Hillsboro Hops Lock Down New Coaching Staff For 2017

For the last two years of Single-A Short Season, the Hillsboro Hops have been under the capable hands of Manager Shelley Duncan. An experienced MLB outfielder, designated hitter, and first baseman, Duncan was new to his management career when the Arizona Diamondbacks organization hired him for the farm team. In his debut season in 2015, Duncan led the Hops to a Northwest League championship. Duncan has been popular in Hillsboro, with his aggressive and youthful attitude sparking late-in-the-game rallies and his successful batting career serving as inspiration to young players.

But, as any minor league fan can attest, baseball is a game of perpetual professional motion. Duncan has earned a manager position with a higher profile team within the Diamondbacks system, the Visalia Rawhide in California’s Advanced-A league. Much in the way Single-A baseball is a farm system that develops player talent for the big show, it is also a farm for coaching staff.

The next man to lead the Hillsboro Hops when they kick off the 2017 season will be Shawn Roof, a former infielder who started his career in the Detroit Tigers system after being drafted in the 33rd round in 2007. Roof played as high as Triple-A for the Toledo Mudhens in his 2010 season, but decided to pursue a coaching position beginning in 2013. After two seasons with the Orioles organization and one season as an assistant coach at Indiana University, he joined the D-backs system and coached in the Midwest League. Just as Duncan before him, this switch to Hillsboro will be Roof’s debut as a Manager.
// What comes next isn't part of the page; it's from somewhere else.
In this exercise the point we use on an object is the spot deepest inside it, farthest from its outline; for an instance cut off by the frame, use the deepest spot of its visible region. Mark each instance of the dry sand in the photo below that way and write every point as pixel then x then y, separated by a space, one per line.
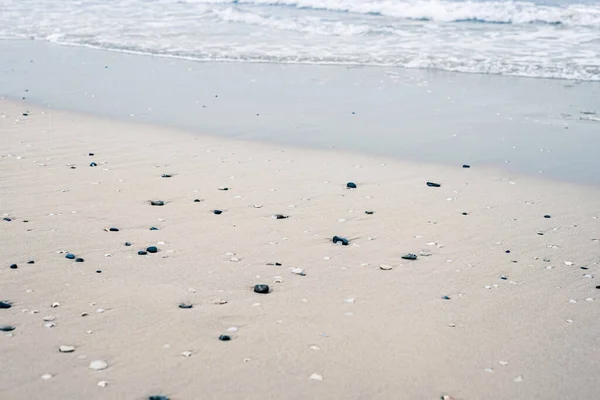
pixel 369 333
Roof, though young and fresh-faced, will have a fountain of experience from which to draw. He will likely have an easy time connecting to his players and keeping energy up. And his staff is grounded by decades of experience, with veteran pitching coach Mike Parrot returning for his second season with the Hops and new batting coach Franklin Stubbs stepping in. Stubbs is a World Series ringholder with over 20 years in the MLB, and joins the Hops after his first season as a coach in Missoula, Montana for the Pioneer League.

The Hops had an up-and-down season in 2016, sometimes allowing sedate performances at the mound and at bat until the game was on the line. It’s no stretch to assume the Diamondbacks executives and Hillsboro’s General Manager K.L. Wombacher purposefully entrust the team to younger men just starting their careers in management. Roof’s prime directive ought to be for the 2017 Hops to fire on all cylinders right from the start and keep a culture of fun and competitive stakes. A NWL season is a meaty experience all at once, with games virtually every day and unglamorous travel and accomodations. Hops fans have more than five months to wait for Roof’s performance.